Intervention de Anne-Catherine Loisier

Réunion du 26 juin 2018 à 15h00
Relations commerciales dans le secteur agricole et alimentaire — Discussion en procédure accélérée d'un projet de loi dans le texte de la commission

Photo de Anne-Catherine LoisierAnne-Catherine Loisier :

Les liens de causalité entre la première et la seconde partie du texte sont donc évidents. Ils se sont parfois trouvés malmenés, au fil des débats à l’Assemblée nationale, à mesure que des sujets divers et induisant de nouvelles charges pour l’agriculteur étaient introduits.

Monsieur le ministre, n’y a-t-il pas une certaine forme de schizophrénie à chercher, dans une première partie, à augmenter les recettes des agriculteurs et à créer, dans une seconde, des contraintes nouvelles, aboutissant à reprendre d’une main ce que l’on a donné de l’autre ?

C’est cet écueil que notre commission a tenté d’éviter, en se concentrant sur l’objectif essentiel de ce projet de loi, dans un contexte – il faut le souligner – de grand désespoir et d’impasse pour de nombreux agriculteurs français, qui en attendent beaucoup.

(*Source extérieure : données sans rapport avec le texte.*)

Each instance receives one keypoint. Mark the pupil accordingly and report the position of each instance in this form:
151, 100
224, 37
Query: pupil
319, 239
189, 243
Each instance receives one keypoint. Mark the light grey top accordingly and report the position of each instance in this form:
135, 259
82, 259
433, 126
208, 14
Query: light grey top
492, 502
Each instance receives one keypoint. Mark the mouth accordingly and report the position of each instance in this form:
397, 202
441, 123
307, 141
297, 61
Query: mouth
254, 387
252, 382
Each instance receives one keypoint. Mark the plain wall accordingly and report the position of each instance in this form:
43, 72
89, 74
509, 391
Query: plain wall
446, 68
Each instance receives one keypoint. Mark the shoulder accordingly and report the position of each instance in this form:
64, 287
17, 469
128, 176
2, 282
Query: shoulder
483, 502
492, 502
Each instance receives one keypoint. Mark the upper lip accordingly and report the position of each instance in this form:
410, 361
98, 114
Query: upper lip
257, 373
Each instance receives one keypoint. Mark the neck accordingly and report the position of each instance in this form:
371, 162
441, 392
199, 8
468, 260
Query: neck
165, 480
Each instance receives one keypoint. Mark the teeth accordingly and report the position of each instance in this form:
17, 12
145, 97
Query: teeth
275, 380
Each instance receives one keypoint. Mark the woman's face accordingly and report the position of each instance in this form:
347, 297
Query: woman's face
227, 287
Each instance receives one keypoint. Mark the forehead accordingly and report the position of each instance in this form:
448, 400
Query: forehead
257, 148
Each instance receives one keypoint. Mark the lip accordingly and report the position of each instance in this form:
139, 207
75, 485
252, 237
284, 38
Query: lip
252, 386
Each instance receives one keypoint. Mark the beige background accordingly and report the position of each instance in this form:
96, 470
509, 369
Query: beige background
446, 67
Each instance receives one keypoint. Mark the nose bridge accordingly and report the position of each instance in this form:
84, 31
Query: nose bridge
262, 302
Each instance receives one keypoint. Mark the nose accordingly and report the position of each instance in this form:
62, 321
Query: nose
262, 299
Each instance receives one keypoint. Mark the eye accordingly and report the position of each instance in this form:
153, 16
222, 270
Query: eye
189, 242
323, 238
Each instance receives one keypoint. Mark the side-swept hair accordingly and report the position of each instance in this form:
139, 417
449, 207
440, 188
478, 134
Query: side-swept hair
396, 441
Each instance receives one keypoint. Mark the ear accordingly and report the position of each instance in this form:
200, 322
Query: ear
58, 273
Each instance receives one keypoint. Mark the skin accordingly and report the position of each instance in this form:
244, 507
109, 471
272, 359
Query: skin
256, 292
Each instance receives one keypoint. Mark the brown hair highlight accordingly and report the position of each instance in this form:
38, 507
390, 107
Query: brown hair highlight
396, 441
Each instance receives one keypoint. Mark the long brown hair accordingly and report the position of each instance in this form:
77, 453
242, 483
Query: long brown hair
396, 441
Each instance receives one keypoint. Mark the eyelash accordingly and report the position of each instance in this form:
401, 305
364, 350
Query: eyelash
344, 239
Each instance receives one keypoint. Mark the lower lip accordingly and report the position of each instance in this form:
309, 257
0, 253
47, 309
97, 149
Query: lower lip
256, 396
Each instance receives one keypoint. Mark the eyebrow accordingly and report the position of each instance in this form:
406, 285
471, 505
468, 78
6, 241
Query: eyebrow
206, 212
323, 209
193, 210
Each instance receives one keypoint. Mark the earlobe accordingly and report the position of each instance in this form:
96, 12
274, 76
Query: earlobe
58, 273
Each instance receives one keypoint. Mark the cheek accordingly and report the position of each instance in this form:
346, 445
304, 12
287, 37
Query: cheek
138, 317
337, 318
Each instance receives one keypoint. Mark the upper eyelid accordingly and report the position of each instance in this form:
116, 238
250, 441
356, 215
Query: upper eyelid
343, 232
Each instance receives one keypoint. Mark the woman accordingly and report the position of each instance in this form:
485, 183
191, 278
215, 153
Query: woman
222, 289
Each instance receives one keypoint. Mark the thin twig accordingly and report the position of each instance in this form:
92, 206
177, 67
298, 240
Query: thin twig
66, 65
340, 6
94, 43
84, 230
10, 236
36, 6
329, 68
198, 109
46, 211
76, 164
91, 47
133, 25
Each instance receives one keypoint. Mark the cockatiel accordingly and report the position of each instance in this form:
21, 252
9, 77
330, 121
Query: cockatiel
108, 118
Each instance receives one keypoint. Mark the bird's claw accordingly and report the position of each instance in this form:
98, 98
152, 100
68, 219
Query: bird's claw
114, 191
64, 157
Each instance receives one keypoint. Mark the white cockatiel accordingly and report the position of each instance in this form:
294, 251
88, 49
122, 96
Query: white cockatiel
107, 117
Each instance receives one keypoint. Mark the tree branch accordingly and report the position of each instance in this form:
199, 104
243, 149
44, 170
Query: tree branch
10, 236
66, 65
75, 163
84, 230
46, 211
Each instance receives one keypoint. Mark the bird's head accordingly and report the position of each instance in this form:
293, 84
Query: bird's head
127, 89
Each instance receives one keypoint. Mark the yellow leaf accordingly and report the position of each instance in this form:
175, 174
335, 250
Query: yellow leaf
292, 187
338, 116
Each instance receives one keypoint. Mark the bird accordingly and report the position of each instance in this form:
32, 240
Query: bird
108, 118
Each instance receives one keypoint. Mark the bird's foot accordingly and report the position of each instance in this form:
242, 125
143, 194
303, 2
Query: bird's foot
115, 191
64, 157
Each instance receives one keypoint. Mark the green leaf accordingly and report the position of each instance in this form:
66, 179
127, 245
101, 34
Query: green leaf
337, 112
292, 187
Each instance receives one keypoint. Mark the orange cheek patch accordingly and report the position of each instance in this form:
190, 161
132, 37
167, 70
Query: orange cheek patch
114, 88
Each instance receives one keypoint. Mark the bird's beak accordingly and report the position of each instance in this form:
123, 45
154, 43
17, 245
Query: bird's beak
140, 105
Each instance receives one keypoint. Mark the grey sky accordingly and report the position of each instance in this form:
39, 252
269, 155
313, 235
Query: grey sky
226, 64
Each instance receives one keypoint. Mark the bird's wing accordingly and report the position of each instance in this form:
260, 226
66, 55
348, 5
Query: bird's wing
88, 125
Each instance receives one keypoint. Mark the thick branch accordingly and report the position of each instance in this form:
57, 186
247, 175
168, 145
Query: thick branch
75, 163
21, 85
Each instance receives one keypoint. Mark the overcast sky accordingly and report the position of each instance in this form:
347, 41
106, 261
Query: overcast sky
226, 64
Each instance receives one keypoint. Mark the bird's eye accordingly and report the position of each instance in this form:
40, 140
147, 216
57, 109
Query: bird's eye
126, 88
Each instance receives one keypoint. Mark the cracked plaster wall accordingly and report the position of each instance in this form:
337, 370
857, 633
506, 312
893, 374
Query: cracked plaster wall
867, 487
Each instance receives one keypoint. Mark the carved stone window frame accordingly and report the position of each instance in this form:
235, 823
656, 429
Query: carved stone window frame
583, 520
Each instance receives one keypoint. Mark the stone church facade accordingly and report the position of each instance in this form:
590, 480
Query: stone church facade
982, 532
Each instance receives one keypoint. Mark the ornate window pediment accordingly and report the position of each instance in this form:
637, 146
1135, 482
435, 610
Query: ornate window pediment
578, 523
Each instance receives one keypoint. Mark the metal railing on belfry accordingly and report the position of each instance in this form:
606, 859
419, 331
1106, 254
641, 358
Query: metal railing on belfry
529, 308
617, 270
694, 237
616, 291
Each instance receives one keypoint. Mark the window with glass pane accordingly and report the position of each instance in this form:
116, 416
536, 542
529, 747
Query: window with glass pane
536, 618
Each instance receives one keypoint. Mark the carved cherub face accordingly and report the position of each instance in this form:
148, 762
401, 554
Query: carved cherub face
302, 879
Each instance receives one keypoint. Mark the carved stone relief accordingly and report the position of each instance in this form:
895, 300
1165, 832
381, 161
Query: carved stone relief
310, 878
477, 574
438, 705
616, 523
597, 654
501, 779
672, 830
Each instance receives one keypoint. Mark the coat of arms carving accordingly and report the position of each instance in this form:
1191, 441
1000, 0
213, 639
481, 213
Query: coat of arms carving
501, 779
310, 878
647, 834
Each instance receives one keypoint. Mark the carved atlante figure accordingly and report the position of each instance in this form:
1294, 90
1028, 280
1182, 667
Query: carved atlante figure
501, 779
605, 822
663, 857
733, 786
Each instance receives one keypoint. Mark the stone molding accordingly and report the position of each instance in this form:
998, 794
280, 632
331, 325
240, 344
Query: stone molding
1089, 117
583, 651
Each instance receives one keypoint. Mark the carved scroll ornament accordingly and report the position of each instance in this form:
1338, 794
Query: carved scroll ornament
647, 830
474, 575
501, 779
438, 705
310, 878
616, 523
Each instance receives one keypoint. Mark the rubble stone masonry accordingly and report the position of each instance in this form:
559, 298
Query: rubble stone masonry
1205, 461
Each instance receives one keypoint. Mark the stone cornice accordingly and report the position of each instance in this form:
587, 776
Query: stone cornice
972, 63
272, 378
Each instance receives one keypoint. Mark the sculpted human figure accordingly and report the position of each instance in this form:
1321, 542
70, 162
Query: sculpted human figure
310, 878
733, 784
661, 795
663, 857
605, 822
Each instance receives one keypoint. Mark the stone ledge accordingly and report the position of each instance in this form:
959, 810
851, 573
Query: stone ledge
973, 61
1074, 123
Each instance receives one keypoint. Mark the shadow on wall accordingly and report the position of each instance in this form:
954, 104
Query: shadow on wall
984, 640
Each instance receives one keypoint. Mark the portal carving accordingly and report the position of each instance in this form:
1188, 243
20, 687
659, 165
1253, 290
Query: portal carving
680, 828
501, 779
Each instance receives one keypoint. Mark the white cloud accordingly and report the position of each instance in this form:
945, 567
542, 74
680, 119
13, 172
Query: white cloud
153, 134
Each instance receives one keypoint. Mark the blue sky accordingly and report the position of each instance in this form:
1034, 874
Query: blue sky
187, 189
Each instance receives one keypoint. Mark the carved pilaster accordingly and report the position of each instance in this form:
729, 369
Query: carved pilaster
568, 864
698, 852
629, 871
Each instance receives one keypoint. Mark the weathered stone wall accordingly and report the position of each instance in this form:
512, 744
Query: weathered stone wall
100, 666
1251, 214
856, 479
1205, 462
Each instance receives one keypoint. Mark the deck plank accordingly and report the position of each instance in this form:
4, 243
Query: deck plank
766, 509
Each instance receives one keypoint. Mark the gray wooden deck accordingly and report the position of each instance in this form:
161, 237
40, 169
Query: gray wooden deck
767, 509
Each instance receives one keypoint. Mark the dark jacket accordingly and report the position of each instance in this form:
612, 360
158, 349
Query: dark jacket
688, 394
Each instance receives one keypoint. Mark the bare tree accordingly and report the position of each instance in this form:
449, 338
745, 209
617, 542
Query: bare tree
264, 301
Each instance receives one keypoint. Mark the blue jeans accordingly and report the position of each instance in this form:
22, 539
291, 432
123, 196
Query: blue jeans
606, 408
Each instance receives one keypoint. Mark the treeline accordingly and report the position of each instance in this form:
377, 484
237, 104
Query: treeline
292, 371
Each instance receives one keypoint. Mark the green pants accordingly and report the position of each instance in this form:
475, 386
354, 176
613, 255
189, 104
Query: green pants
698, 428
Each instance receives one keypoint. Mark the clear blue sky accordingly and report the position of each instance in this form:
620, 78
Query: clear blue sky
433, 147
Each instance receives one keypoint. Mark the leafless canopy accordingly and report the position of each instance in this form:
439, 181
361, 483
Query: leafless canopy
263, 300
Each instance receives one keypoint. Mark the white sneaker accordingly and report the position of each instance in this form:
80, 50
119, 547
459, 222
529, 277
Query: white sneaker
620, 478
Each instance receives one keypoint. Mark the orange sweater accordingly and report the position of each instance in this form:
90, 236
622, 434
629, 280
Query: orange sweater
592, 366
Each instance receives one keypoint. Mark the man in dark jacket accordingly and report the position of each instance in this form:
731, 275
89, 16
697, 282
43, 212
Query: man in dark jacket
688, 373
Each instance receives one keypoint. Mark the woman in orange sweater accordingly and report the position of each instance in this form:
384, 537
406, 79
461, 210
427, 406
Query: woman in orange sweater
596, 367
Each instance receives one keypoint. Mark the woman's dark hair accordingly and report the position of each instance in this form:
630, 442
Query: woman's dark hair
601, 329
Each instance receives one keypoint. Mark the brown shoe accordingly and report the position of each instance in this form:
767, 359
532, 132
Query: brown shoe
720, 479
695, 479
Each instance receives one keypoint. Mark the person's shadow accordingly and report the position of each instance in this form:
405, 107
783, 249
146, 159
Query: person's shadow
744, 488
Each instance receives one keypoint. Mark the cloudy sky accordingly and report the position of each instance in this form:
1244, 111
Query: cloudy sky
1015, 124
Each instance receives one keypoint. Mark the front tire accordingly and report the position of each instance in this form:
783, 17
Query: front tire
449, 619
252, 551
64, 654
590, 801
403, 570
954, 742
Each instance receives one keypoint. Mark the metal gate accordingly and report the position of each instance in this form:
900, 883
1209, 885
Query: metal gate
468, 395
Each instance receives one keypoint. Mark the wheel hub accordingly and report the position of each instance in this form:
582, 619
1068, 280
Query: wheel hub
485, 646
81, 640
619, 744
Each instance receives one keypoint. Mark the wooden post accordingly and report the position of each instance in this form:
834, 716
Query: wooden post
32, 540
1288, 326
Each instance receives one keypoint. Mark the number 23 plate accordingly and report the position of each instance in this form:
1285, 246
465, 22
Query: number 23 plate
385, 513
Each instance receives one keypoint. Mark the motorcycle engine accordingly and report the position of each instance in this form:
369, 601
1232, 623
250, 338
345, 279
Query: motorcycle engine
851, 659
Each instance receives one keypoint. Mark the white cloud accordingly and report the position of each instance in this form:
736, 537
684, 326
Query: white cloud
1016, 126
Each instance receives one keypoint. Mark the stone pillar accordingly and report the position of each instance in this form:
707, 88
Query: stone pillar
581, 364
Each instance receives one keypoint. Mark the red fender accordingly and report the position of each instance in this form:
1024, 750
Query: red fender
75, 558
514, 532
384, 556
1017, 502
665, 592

Toutefois, l’exercice est délicat, car il amène à reporter certains débats sur des sujets, comme le bien-être animal, éminemment préoccupants et importants, mais qui ne sont pas à leur place dans un projet de loi, dont, encore une fois, l’objet essentiel est la survie de notre agriculture et la prédominance du modèle des exploitations françaises.

C’est en ce sens, et par cohérence avec les espoirs nés des États généraux de l’alimentation, que nous avons cherché à recentrer le texte.

Monsieur le ministre, je regrette que le Gouvernement revienne sur bon nombre des propositions avancées par notre commission, en rétablissant presque systématiquement la rédaction de l’Assemblée nationale. Le rapporteur de l’Assemblée nationale a, semble-t-il, déjà fermé la porte à tout accord en commission mixte paritaire. Mais nous espérons que la voie de la sagesse et du dialogue parlementaire reprendra le dessus.

En matière d’alimentation, la commission a cherché à adapter la loi aux réalités du terrain, notamment s’agissant des obligations nouvelles faites à la restauration collective publique concernant l’approvisionnement local et de qualité. En ce sens, je vous proposerai des assouplissements pour les gestionnaires, une plus grande structuration des approvisionnements locaux permettant de répondre à l’objectif des 20 % de produits bio, auquel nos filières locales et nationales ont confirmé pouvoir répondre.

La commission a effectivement ajouté quelques dispositions, mais c’est pour mieux protéger et promouvoir les productions françaises, qu’il s’agisse du vin, avec une obligation d’information sur l’origine dans tous les établissements qui en vendent et le maintien d’une déclaration de récolte obligatoire, ou encore du miel. Elle a aussi « toiletté » le texte d’un certain nombre de dispositions « bavardes » ou redondantes, qui n’apportaient rien au droit existant.

En matière de bien-être animal, la commission a jugé que l’équilibre auquel sont parvenus nos collègues députés, consistant à responsabiliser les filières et leur faire prendre des engagements, ne devait pas être remis en cause. Le champ des infractions de maltraitance animale pour lesquelles des associations pourraient se porter partie civile a donc été bien circonscrit. De même, les modalités retenues pour expérimenter la vidéosurveillance dans les abattoirs volontaires ou tester les abattoirs mobiles constituent des avancées.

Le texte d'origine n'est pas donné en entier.